At the heart of India’s artisanal perfumery lies a rare combination of craftsmanship, natural ingredients, and storytelling. From traditional ittar distillation techniques to botanicals sourced from specific Indian micro-regions, these fragrances carry provenance that global consumers increasingly value. Lower tariffs reduce cost barriers that have historically limited the competitiveness of small Indian brands in the US, enabling startups to price more strategically while protecting margins.
For Rareity Fragrances – Ittar of Bharat, the deal validates a startup thesis many founder-led brands have quietly believed in: heritage can scale when paired with the right market access. Reduced tariffs directly impact landed costs, logistics planning, and distributor negotiations. This allows young fragrance companies to move from opportunistic exports to structured US go-to-market strategies covering retail pilots, D2C expansion, and long-term partnerships with niche fragrance boutiques.
The timing is especially powerful for startups. The US fragrance consumer is shifting away from mass-produced scents toward artisanal, clean-label, and culturally authentic products. Indian ittar, with its alcohol-free formulations and natural base, fits seamlessly into this trend. Tariff reductions give Indian founders the confidence to invest ahead whether in compliance, packaging upgrades, or storytelling tailored for global audiences without the fear of being priced out.
From a startup ecosystem lens, the deal also encourages capital efficiency. Lower duties mean less working capital locked in cross-border movement, improving cash flows for bootstrapped and early-stage brands. This is critical for founders who prioritize sustainable growth over rapid burn. It also strengthens India’s case as a global sourcing and brand-building hub, not just a manufacturing backend.

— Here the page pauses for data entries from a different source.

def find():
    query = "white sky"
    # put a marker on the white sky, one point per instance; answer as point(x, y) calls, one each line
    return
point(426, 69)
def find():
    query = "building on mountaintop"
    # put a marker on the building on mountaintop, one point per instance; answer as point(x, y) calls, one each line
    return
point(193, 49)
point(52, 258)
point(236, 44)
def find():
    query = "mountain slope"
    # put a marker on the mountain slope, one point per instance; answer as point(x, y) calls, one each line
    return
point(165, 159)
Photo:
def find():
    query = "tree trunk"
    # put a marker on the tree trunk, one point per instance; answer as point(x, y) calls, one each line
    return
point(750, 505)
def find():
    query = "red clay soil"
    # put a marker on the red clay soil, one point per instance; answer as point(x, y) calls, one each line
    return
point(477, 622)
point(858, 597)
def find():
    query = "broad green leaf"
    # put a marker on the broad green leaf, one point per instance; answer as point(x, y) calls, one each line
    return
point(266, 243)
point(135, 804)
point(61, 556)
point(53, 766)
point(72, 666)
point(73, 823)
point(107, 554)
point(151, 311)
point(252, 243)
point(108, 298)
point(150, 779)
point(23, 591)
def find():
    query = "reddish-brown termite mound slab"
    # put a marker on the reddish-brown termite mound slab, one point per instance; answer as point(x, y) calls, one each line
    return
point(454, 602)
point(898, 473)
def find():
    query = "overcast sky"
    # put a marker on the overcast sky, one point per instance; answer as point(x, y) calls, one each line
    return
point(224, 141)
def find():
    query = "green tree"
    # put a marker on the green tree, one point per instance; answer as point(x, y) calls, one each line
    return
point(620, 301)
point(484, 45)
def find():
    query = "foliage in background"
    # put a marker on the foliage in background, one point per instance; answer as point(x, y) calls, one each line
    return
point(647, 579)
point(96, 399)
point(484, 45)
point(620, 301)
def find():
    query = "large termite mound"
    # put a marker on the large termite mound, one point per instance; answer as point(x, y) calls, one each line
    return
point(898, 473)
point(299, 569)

Rashmi Chopra believes the opportunity goes beyond exports. “This is a chance for Indian fragrance startups to build enduring global brands, not just sell products overseas,” she notes. With better access to the US market, founders can focus on brand narrative highlighting India’s olfactory heritage, artisanal communities, and ethical sourcing elements that resonate strongly with conscious consumers.
The trade deal also has a ripple effect on artisan clusters. As startup demand grows, it creates stable livelihoods for traditional perfumers and raw material suppliers, aligning commercial success with cultural preservation. For mission-driven founders, this reinforces the idea that scaling globally does not require diluting authenticity.
In a broader sense, the India–US tariff reduction signals trust in Indian craftsmanship and entrepreneurship. It positions artisanal fragrance startups at the intersection of culture, commerce, and global aspiration. For brands like Rareity Fragrances – Ittar of Bharat, the path forward is clear: think global from day one, invest in quality and narrative, and leverage policy tailwinds to build the next generation of Indian luxury startups.
As trade barriers lower and consumer curiosity rises, India’s artisanal fragrance founders are no longer niche players they are emerging global contenders. The deal doesn’t just open doors; it invites Indian startups to step confidently onto the world stage.